As the anode material, a material having a large work function is preferably used so as to smoothly inject holes into the organic material layer. Specific examples of the cathode material that can be used in the present invention include metals such as vanadium, chromium, copper, zinc and gold or alloys thereof, zinc oxide, indium oxide, indium tin oxide (ITO), indium zinc oxide (IZO) metal oxides, ZnO: Al or SnO _2: a combination of a metal and an oxide such as Sb, poly (3-methylthiophene), poly [3,4- (ethylene-1,2-dioxy) thiophene] (PEDT) , Conductive polymers such as polypyrrole and polyaniline, but are not limited thereto.
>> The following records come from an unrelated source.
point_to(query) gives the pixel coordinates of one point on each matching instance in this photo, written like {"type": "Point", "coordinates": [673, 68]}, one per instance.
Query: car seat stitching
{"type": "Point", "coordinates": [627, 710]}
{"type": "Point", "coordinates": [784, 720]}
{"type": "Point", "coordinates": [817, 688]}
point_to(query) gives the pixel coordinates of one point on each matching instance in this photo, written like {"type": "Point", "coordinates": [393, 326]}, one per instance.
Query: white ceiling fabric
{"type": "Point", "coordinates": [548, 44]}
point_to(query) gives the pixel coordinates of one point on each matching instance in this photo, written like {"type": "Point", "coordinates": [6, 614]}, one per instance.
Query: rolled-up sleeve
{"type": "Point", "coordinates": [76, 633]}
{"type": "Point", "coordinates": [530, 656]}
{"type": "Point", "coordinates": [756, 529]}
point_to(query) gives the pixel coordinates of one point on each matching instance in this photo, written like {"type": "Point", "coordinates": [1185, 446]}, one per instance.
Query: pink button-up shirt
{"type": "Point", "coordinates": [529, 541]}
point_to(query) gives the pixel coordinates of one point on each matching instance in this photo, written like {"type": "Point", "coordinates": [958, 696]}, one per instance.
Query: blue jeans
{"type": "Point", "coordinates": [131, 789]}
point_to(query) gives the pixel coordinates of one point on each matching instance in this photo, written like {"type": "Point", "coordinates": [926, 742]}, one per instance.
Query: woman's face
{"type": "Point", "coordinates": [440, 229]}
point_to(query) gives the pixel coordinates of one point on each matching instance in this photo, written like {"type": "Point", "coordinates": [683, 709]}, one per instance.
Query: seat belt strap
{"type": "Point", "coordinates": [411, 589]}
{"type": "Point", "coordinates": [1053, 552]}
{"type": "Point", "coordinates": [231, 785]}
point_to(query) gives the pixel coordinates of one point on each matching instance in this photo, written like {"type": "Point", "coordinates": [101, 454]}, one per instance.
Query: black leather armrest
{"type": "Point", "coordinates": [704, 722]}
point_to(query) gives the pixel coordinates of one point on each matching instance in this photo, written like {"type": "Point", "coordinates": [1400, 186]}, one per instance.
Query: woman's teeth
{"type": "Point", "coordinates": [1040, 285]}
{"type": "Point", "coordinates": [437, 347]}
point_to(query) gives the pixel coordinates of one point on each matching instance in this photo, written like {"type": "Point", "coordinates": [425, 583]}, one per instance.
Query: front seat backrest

The negative electrode material is preferably a material having a small work function to facilitate electron injection into the organic material layer. Specific examples of the negative electrode material include a metal such as magnesium, calcium, sodium, potassium, titanium, indium, yttrium, lithium, gadolinium, aluminum, silver, tin and lead or an alloy thereof; a multilayer such as LiF / Al or LiO ₂ / Structural materials, and the like, but are not limited thereto.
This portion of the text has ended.